Q: Do you have plans for future installments of the series? Is there any reason you do not write about the same characters in future books?
A: Interesting question. As I mentioned earlier, I've completed 32 manuscripts. Seven have been published. Next in line for publication are "Reckless Runaway" and "Third House on the Left." Readers have already been asking me what happens next in some of the published books. As each was written, I had no plan to take the stories any farther. But I went back and looked at a number of them, and there is the potential for other installments. I just don't know if I'll pursue that or not at this point, except for one. After "Legend of the White Wolf" was published, I felt a very strong prompting for a follow-up. Again, the next story is very clear to me. But, at the same time, I have at least six other stories that are already in line.
The reason for so many different comparisons to my "un-series" is because I chose to use different characters in each. I could never understand how all these fantastic things happened to the same set of twins, or friends, in each book of a traditional series. To me it added to the silliness and was another barrier I erected so I wouldn't have to read them. But at the same time, I believe that my approach is more realistic and more honest, while respecting the intelligence of the reader.
Q: Max, thank you again for sharing the gift of your writing. As a mother of two sons, I must say your work is greatly appreciated! Are there any closing thoughts or ideas you'd like to share?

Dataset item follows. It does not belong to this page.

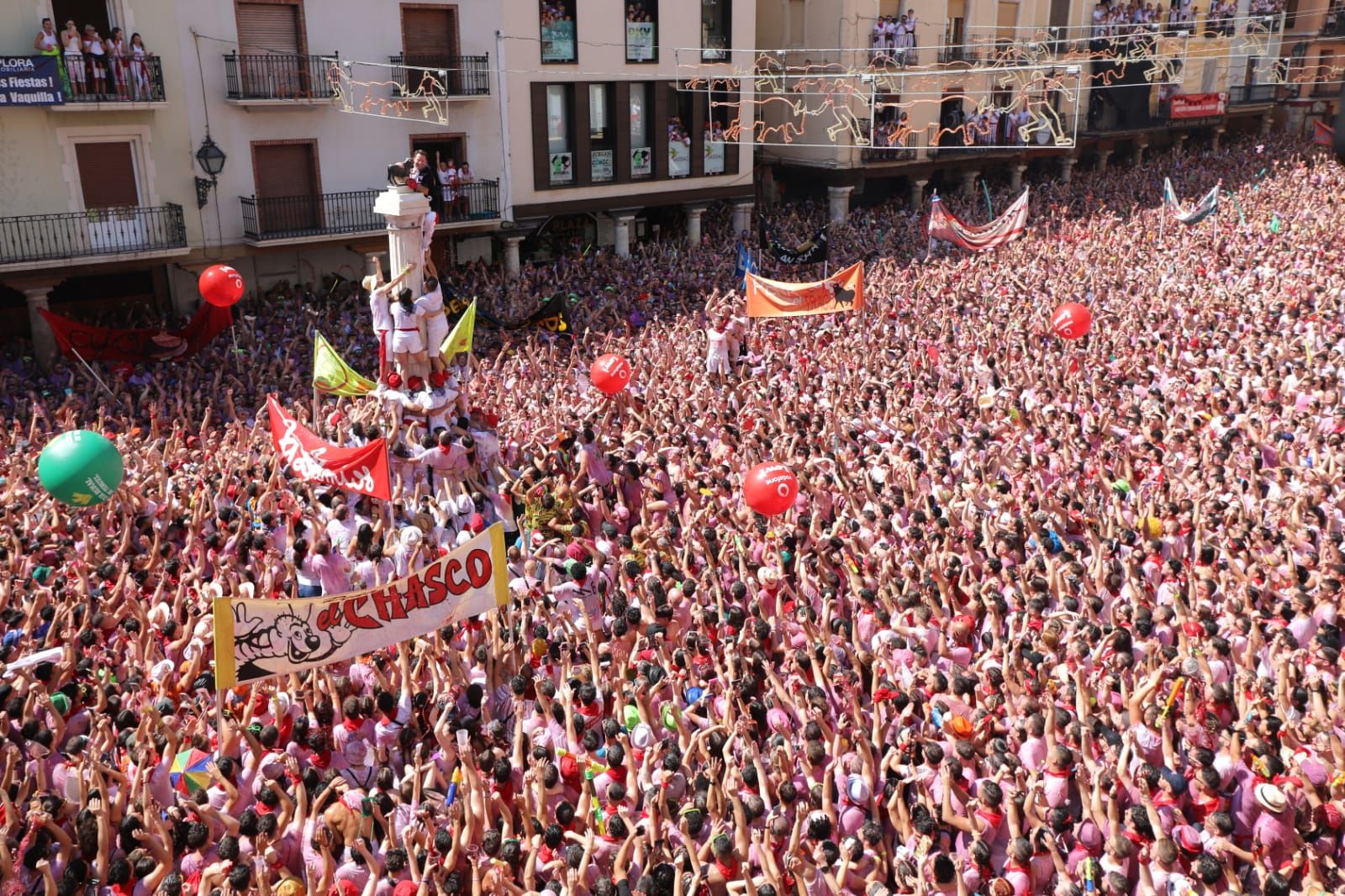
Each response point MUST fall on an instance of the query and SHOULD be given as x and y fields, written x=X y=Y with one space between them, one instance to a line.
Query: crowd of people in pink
x=1047 y=618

A: This might sound purely promotional, but I can assure you it isn't. If you have a struggling or reluctant reader, especially a boy, then you have just learned about a set of books that will more than likely be the key you've been looking for. Beyond that, the books are loved by avid boy readers, girls, and even adults. This has all come as quite a surprise. What I'm finding is that readers don't want to stop after just one book. Many families have already bought every one, and look forward to the next. There is something very special going on here, and I simply have the privilege of being involved in the process.